Até agora, a administração tem apostado que a montagem da força-tarefa naval internacional no Mar Vermelho é a melhor forma de isolar os Houthis e reduz a capacidade do grupo de se apresentar como combatente dos Estados Unidos ou de Israel.
Os países que participam — e muitos que estão à margem — têm um interesse comercial e de segurança na iniciativa. A Maersk tinha acabado de retomar a navegação antes do ataque a Hangzhou; agora suspendeu as remessas novamente.
Os analistas políticos iemenitas, e os próprios Houthis, rejeitaram o grupo de trabalho como um exercício ineficaz que pouco fará para dissuadir os Houthis, que dizem desejar um confronto directo com os Estados Unidos.
O Pentágono tem uma preocupação separada: dissuadir ataques às forças dos EUA.
“A maior questão é que desde o início de Outubro os EUA também têm aceitado como normais os ataques persistentes de mísseis e drones Houthi” no Mar Vermelho, disse o vice-almirante Kevin Donegan, comandante reformado da Quinta Frota.

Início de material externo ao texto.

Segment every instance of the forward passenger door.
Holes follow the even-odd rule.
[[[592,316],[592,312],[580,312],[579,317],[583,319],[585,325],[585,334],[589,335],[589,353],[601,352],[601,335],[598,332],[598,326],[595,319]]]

“Não responder quando as forças dos EUA são atacadas de qualquer forma arrisca a vida de marinheiros e fuzileiros navais dos EUA se um míssil passar pelas defesas dos EUA”, disse ele. “Também estabelece um novo precedente de que atacar um navio dos EUA acarreta baixo risco de retaliação e, como vimos, convida a mais ataques dos Houthis.”